Когда оба двойника увидели друг друга в церкви, то их покрасневшие лица странным образом сморщились и смягчились, что заставило зрителя улыбаться до тех пор, пока он не сопоставил их со взорами, плавающими в текучем огне трогательнейшей любви. В то время как менялись кольцами, Лейбгебер вдали, на хорах, вынув из кармана ножницы и четвертушку черной бумаги, вырезал силуэт невесты. Обычно он утверждал, будто во время его бесконечных путешествий вырезание силуэтов является для него походной хлебопекарней, и так как этот загадочный человек, по-видимому, не хочет открыть, с каких высот текут те ключи, которые внизу брызжут на него талерами, то я предпочитаю добродушно и доверчиво повторить здесь то, что он часто говорил о своем силуэтном искусстве: «Ведь даже при разрезании белой бумаги переплетчику, писцу и адвокату вместе с бумажными обрезками перепадают и нарезанные ломти хлеба; при разрезании же черной бумаги, будь то для силуэтов или при вскрывании белых траурных писем с черной каймой, человеку перепадает еще больше. А если он вполне овладел свободным искусством изображать своего ближнего в очерненном виде посредством различных конечностей, например языком (что немного умеет делать и сам он, Лейбгебер), то фортуна — эта истинная вавилонская блудница — лишится от усталости рук и ног, звеня дорожным колокольчиком и обеденным колоколом такого человека».

Еще до того, как викарий закончил обряд возложения рук, Лейбгебер сошел вниз; подойдя вплотную к обитой красным бархатом предалтарной скамье, он произнес, когда обряд свершился, следующее приветствие, пожалуй, несколько более длинное, чем следовало после полугодовой разлуки и при таких узах дружбы: «С добрым утром, Зибенкэз!» Встречаясь по прошествии многих лет, никогда они не говорили друг другу больше этого; а потому и при воскресении из мертвых Зибенкэз ему будет ответствовать совершенно так же, как сегодня? «С добрым утром, Лейбгебер!» Однако для деликатности, хотя и совместимой со всяческим юмором, двенадцатичасовое вышучивание, которым друзья, пока находятся в разлуке, нередко с легким сердцем грозят друг другу, сделалось невозможным вследствие того умиления, которое неизбежно наступает, когда наблюдаешь за вступлением друга в преддверие нового лабиринта нашего подземного бытия.
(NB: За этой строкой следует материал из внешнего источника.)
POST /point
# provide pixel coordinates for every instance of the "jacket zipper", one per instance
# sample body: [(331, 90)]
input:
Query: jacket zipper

Теперь пред моим письменным столом воздвигается длинный свадебный стол, причем можно пожалеть, что его изображения нет на вазах, погребенных с Геркуланумом, — иначе оно было бы теперь выкопано вместе с ними и воспроизведено на меццотинтовых копиях геркуланумской живописи, — и эти репродукции я мог бы здесь поместить вместо всего прочего. Творческие возможности моего пера мало кто ценит выше, чем я сам, но мне очевидно, что ни оно, ни я не в силах изобразить хотя бы с грехом пополам, черной манерой, какой вкусной показалась трапеза гостям (их было почти столько же, сколько стульев), — как здесь к тому же не сидел среди честных людей ни единый плут (ибо опекун жениха, тайный советник фон Блэз, не явился и, в качестве извинения, велел передать, что страдает рвотой), — как домовладелец и домохозяин, веселый чахоточный саксонец, сегодня выпивал, как обычно пудрил: не столько во здравие свое, сколько за упокой, — как стучали вилкой по стаканам и мозговой костью по тарелкам, требуя наполнения первых и опорожнения вторых, — как во всем доме никто, ни сапожник, ни переплетчик, не трудились ни над чем, кроме еды, и как даже старая Забель (Сабина), обычно сидящая на корточках под пыльными серыми воротами, сегодня закрыла свою мелочную лавочку не одновременно с закрытием ворот, а раньше, — как была подана не одна лишь перемена блюд, но и вторая, — словно некий двойник, так что блюда начали даже двоиться в глазах. Конечно, тот, кому случалось кушать за столом у вельмож и кто видел там, как пять блюд при двух переменах выстраиваются по табели о рангах, не усмотрит ничего необычайного или чрезмерно пышного в том, что Зибенкэз (для которого все было приготовлено парикмахершей) при первой перемене блюд велел поставить:

1) в центр — суповую миску или пруд из мясного бульона, где можно было ловить ложками раков, если бы эту жидкость не заправляли только раковыми шейками, — подобно тому, как тогдашним Конвентом уже заправляли только противники Робеспьера;

2) на первый конец света — прекрасный бычий торс или мясной четырехгранник, в качестве подножия для всего кулинарного шедевра;

3) на второй — шницель, безупречный образчик мясного товара, преподнесенный под сладким соусом;

4) на третий — не карпа, а целого бегемота, который мог бы проглотить пророка Иону, если бы сам не разделил участи сего мужа;

5) на четвертый — население целого курятника, запеченное в паштет, куда каждая из этих домашних птиц, подобно народу при выборах в ландтаг, послала свои лучшие части.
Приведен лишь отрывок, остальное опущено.